Re: futex_cmpxchg_enabled breakage

From: Thomas Gleixner
Date: Sat Sep 15 2018 - 11:34:31 EST


On Thu, 30 Aug 2018, Rich Felker wrote:
> On Thu, Aug 30, 2018 at 11:19:58AM +0200, Thomas Gleixner wrote:
> > On Wed, 29 Aug 2018, Rich Felker wrote:
> >
> > > I just spent a number of hours helping someone track down a bug that
> > > looks like it's some kind of futex_cmpxchg_enabled detection error on
> > > powerpc64 (still not sure of the root cause; set_robust_list producing
> > > -ENOSYS), and a while back I hit the same problem on sh2 due to lack
> > > of EFAULT on nommu, leading to commit 72cc564f16ca. I think the test
> > > (introduced way back in commit a0c1e9073ef7) is fundamentally buggy;
> > > if anything, it should be checking for !=-ENOSYS, not ==-EFAULT.
> >
> > Errm? This does a futex_cmpxchg() on NULL which has to return EFAULT if
> > it's available. There is nothing fundamentally buggy about it at all.
>
> I'll let you know when if/when we finish figuring out how this
> happened on powerpc64, but it's an arch that most certainly has a
> working cmpxchg where these syscalls ended up returning -ENOSYS. This
> is an error condition that should not be able to happen. At the very
> very least all the archs that actually have a working cmpxchg
> unconditionally should be updated with:
>
> select HAVE_FUTEX_CMPXCHG if FUTEX
>
> so that whatever caused this for powerpc64 doesn't happen again.

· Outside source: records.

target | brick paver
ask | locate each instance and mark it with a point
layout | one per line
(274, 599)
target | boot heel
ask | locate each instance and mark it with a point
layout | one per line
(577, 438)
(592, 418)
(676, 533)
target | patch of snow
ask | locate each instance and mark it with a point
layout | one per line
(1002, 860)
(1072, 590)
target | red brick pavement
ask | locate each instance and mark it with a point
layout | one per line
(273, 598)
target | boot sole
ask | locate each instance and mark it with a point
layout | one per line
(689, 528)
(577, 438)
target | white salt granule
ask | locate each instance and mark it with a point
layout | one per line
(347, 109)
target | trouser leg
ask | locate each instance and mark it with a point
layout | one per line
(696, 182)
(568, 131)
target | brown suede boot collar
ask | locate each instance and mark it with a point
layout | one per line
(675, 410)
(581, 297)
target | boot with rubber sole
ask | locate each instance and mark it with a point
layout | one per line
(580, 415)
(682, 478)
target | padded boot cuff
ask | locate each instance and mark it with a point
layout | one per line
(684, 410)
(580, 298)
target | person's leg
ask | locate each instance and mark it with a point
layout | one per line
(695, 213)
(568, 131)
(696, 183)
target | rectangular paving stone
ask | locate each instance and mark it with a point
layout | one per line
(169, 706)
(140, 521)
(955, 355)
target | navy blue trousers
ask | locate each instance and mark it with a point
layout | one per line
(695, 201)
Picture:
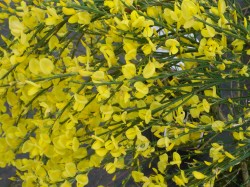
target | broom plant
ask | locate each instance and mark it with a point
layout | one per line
(157, 90)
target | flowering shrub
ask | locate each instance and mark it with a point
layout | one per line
(124, 85)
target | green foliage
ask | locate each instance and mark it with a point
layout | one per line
(119, 84)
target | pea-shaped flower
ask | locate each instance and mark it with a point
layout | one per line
(172, 45)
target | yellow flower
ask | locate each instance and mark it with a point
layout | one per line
(176, 159)
(141, 88)
(82, 180)
(209, 31)
(206, 105)
(70, 169)
(16, 27)
(68, 11)
(129, 70)
(149, 70)
(198, 175)
(218, 126)
(137, 176)
(172, 45)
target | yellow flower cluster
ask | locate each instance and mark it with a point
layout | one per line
(110, 84)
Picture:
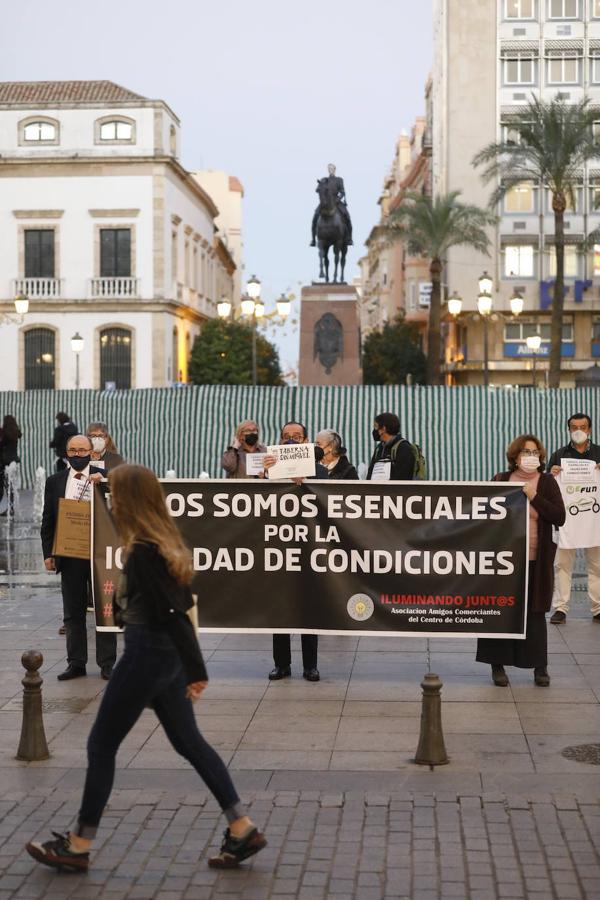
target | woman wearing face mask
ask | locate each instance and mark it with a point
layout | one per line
(526, 457)
(104, 452)
(244, 442)
(334, 458)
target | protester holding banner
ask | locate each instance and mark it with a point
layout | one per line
(526, 458)
(296, 433)
(64, 430)
(394, 458)
(104, 453)
(161, 667)
(74, 484)
(244, 443)
(586, 485)
(335, 457)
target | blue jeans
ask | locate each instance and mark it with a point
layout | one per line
(148, 674)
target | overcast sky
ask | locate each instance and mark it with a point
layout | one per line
(270, 91)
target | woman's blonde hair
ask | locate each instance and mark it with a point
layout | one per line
(141, 514)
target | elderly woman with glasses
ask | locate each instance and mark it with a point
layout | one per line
(526, 457)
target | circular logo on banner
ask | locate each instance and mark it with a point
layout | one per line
(360, 607)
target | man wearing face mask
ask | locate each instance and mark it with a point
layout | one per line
(245, 442)
(580, 446)
(74, 483)
(296, 433)
(104, 452)
(391, 448)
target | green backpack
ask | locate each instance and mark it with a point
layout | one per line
(420, 469)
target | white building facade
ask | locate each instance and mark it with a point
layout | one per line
(490, 58)
(106, 234)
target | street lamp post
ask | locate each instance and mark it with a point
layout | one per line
(534, 342)
(484, 305)
(77, 348)
(252, 307)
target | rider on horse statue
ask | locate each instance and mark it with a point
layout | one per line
(336, 189)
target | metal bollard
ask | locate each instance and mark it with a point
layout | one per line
(32, 746)
(431, 750)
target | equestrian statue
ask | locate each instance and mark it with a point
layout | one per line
(331, 225)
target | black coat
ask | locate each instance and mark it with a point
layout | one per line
(343, 469)
(56, 485)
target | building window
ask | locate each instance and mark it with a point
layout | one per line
(571, 262)
(519, 261)
(520, 199)
(520, 9)
(520, 70)
(115, 358)
(563, 69)
(563, 9)
(40, 356)
(115, 252)
(39, 253)
(116, 131)
(39, 132)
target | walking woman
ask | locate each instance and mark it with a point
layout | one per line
(526, 458)
(10, 435)
(161, 667)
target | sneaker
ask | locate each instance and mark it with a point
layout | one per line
(58, 854)
(499, 676)
(235, 850)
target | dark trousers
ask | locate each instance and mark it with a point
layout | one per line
(282, 650)
(75, 584)
(148, 673)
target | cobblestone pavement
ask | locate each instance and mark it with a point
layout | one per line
(326, 769)
(153, 845)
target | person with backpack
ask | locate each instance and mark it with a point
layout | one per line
(395, 458)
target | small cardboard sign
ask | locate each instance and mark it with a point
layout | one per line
(73, 526)
(293, 461)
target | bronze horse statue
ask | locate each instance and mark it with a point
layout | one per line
(332, 231)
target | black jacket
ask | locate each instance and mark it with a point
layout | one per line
(592, 452)
(62, 433)
(343, 469)
(403, 466)
(56, 486)
(152, 597)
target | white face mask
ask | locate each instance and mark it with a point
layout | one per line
(579, 436)
(529, 463)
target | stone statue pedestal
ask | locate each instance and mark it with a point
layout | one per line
(329, 335)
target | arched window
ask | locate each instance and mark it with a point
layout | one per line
(38, 130)
(116, 131)
(115, 358)
(40, 359)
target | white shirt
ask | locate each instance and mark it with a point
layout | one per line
(78, 488)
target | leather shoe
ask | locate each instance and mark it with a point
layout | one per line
(71, 672)
(311, 675)
(499, 676)
(279, 672)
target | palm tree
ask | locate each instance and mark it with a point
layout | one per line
(430, 228)
(554, 140)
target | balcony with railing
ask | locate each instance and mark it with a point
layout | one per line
(38, 288)
(114, 288)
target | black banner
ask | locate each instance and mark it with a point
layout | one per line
(426, 558)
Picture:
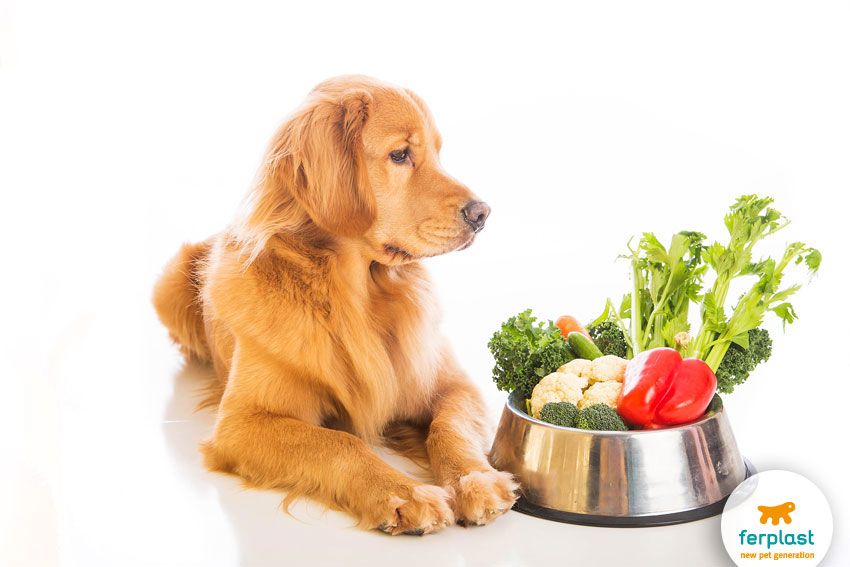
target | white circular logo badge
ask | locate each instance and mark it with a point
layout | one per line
(776, 515)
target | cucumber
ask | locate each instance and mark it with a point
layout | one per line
(583, 346)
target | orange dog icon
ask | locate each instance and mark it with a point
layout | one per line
(775, 513)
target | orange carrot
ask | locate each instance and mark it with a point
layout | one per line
(568, 324)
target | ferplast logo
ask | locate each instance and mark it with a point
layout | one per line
(775, 514)
(756, 523)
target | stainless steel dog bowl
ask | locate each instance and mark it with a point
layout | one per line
(619, 478)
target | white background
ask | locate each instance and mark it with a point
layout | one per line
(128, 128)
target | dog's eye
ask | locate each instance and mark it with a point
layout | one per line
(399, 156)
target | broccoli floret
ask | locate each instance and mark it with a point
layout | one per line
(715, 405)
(738, 362)
(559, 413)
(525, 352)
(610, 339)
(599, 417)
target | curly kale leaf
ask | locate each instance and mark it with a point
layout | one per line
(525, 352)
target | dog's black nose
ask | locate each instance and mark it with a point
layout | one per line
(475, 214)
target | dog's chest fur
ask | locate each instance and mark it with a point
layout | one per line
(357, 344)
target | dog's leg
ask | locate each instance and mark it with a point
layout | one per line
(275, 451)
(455, 446)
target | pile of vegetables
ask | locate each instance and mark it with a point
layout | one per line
(639, 360)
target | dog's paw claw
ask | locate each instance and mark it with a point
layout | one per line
(484, 496)
(427, 510)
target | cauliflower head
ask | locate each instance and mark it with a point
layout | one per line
(607, 368)
(556, 387)
(601, 393)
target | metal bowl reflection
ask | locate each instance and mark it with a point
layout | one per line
(613, 478)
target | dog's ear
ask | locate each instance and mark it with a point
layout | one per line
(319, 155)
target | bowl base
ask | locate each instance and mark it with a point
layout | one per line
(525, 507)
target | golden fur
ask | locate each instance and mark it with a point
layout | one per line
(320, 323)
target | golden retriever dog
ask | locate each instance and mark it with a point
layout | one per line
(317, 316)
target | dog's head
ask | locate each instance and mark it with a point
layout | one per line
(362, 159)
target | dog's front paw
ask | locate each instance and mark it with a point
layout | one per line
(427, 509)
(483, 496)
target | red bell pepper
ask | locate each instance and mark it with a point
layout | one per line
(661, 389)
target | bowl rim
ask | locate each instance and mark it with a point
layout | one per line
(522, 415)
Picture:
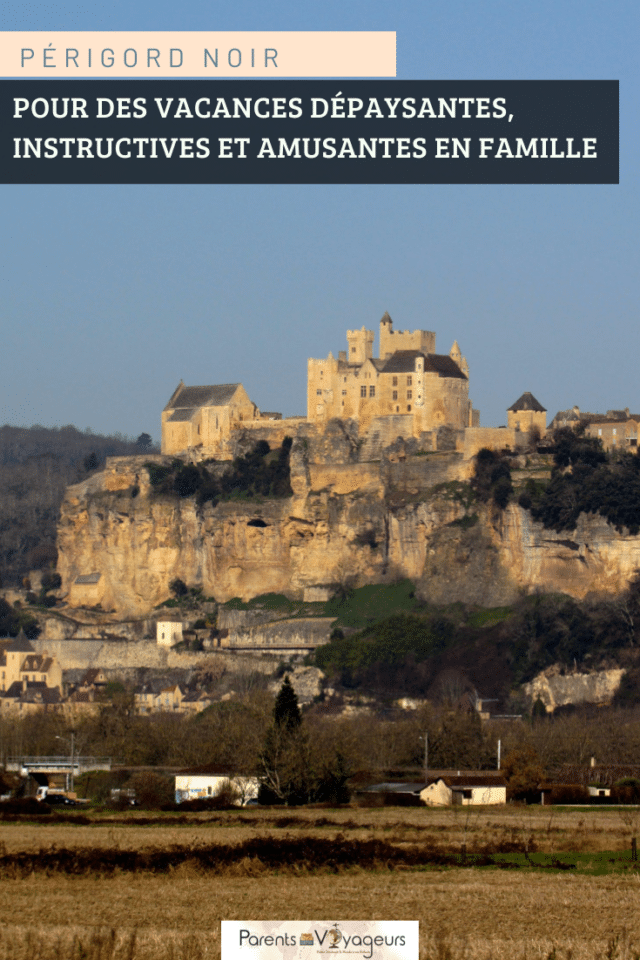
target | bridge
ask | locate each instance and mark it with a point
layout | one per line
(52, 765)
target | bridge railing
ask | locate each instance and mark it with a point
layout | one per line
(58, 763)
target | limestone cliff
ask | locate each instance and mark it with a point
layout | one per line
(347, 522)
(557, 688)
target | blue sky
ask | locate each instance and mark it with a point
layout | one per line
(112, 294)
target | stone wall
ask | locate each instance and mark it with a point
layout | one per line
(299, 634)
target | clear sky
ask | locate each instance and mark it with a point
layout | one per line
(112, 294)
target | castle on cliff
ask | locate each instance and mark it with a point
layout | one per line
(409, 381)
(408, 391)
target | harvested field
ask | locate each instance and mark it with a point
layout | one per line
(465, 913)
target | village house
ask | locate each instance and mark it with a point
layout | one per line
(201, 418)
(617, 429)
(465, 789)
(19, 663)
(207, 786)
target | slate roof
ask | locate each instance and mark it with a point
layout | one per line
(214, 395)
(20, 644)
(37, 663)
(403, 361)
(472, 780)
(527, 402)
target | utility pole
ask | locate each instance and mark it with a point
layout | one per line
(426, 757)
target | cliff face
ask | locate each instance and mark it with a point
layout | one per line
(347, 522)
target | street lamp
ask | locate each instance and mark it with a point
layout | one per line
(425, 740)
(72, 741)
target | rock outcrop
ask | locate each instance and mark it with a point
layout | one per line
(555, 688)
(348, 522)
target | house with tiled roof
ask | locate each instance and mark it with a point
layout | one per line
(199, 419)
(465, 789)
(527, 414)
(19, 662)
(616, 429)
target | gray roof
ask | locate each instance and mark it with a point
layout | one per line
(88, 578)
(527, 402)
(20, 644)
(404, 361)
(214, 395)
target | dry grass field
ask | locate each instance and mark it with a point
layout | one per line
(171, 909)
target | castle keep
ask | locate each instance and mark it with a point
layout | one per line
(408, 391)
(409, 380)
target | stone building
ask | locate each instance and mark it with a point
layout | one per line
(527, 415)
(409, 380)
(200, 419)
(617, 429)
(29, 681)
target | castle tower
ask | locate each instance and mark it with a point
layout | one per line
(360, 345)
(391, 341)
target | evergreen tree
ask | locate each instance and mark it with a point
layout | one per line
(286, 713)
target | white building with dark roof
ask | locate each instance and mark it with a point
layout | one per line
(200, 419)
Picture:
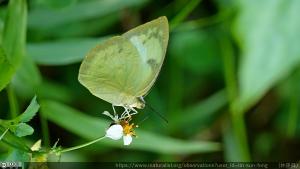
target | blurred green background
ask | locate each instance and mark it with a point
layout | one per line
(229, 86)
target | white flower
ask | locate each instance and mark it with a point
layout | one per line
(127, 139)
(116, 132)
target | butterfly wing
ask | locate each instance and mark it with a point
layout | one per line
(107, 69)
(125, 67)
(150, 40)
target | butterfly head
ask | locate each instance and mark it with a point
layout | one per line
(139, 103)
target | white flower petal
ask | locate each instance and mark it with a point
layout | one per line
(115, 132)
(127, 139)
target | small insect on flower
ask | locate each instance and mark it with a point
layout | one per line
(121, 128)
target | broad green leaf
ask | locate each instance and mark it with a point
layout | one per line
(23, 129)
(195, 51)
(30, 112)
(199, 115)
(268, 33)
(80, 11)
(91, 127)
(14, 141)
(14, 39)
(56, 91)
(61, 52)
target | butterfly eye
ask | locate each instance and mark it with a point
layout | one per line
(113, 123)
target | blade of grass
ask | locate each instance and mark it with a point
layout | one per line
(13, 102)
(237, 118)
(61, 52)
(191, 5)
(13, 40)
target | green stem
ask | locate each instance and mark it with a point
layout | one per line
(184, 13)
(293, 116)
(237, 118)
(13, 103)
(81, 146)
(45, 129)
(4, 134)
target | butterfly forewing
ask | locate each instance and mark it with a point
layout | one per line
(150, 40)
(125, 67)
(105, 69)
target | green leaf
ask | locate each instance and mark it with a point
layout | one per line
(17, 155)
(14, 141)
(268, 33)
(6, 69)
(30, 112)
(23, 129)
(90, 128)
(199, 115)
(78, 12)
(14, 39)
(27, 79)
(61, 52)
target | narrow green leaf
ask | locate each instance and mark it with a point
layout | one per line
(23, 129)
(30, 112)
(14, 39)
(27, 79)
(90, 128)
(17, 155)
(268, 33)
(14, 141)
(88, 10)
(61, 52)
(6, 70)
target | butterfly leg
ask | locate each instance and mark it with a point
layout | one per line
(115, 113)
(134, 111)
(125, 114)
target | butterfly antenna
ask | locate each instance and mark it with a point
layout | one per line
(157, 113)
(145, 118)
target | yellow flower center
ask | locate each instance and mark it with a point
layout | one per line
(127, 128)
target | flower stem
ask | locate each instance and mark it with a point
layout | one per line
(4, 133)
(13, 103)
(81, 146)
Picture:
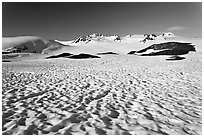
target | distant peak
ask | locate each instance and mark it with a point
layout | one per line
(95, 34)
(167, 34)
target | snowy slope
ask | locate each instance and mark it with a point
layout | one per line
(96, 43)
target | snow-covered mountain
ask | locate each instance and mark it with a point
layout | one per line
(95, 37)
(29, 44)
(94, 43)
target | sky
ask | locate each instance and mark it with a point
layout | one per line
(69, 20)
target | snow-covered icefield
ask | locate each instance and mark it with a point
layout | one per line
(115, 94)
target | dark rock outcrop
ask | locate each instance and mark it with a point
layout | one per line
(60, 55)
(131, 52)
(83, 56)
(173, 58)
(108, 53)
(169, 48)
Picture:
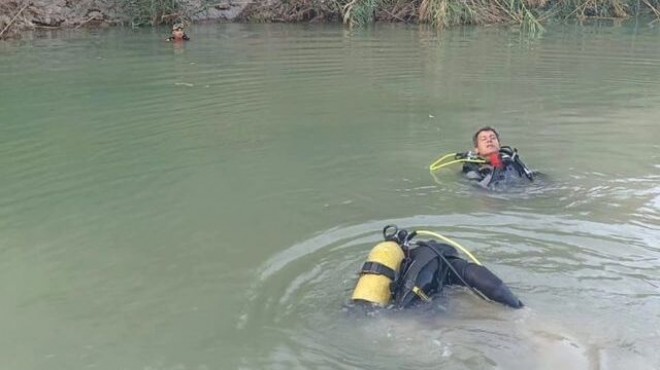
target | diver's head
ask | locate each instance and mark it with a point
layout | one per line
(177, 31)
(486, 141)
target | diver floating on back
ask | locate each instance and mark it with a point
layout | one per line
(489, 164)
(399, 273)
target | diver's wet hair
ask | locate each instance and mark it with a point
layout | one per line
(483, 129)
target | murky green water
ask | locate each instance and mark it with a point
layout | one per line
(207, 205)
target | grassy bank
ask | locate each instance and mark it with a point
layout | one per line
(441, 13)
(531, 14)
(446, 13)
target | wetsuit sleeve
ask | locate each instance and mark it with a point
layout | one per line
(482, 279)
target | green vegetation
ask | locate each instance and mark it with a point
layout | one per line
(529, 14)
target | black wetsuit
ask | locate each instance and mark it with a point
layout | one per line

By doing that you paper over a non functional fixup which could cause other
really hard to decode runtime failures. If that fails there is a bug
somewhere else and that runtime check is not to blame at all for it.

> > > Presumably it could also fail to produce -EFAULT if mmap_min_addr is 0
> > > and page 0 is mapped (a bad idea, but maybe someone does it...). And
> > > of course other nommu archs are possibly still broken.
> >
> > If NULL is mapped in the kernel then a lot of other things are broken. The
> > futex thing is then the least of your worries.
>
> For nommu NULL is always "mapped".

Cool, so you can have a NULL pointer dereference without noticing it.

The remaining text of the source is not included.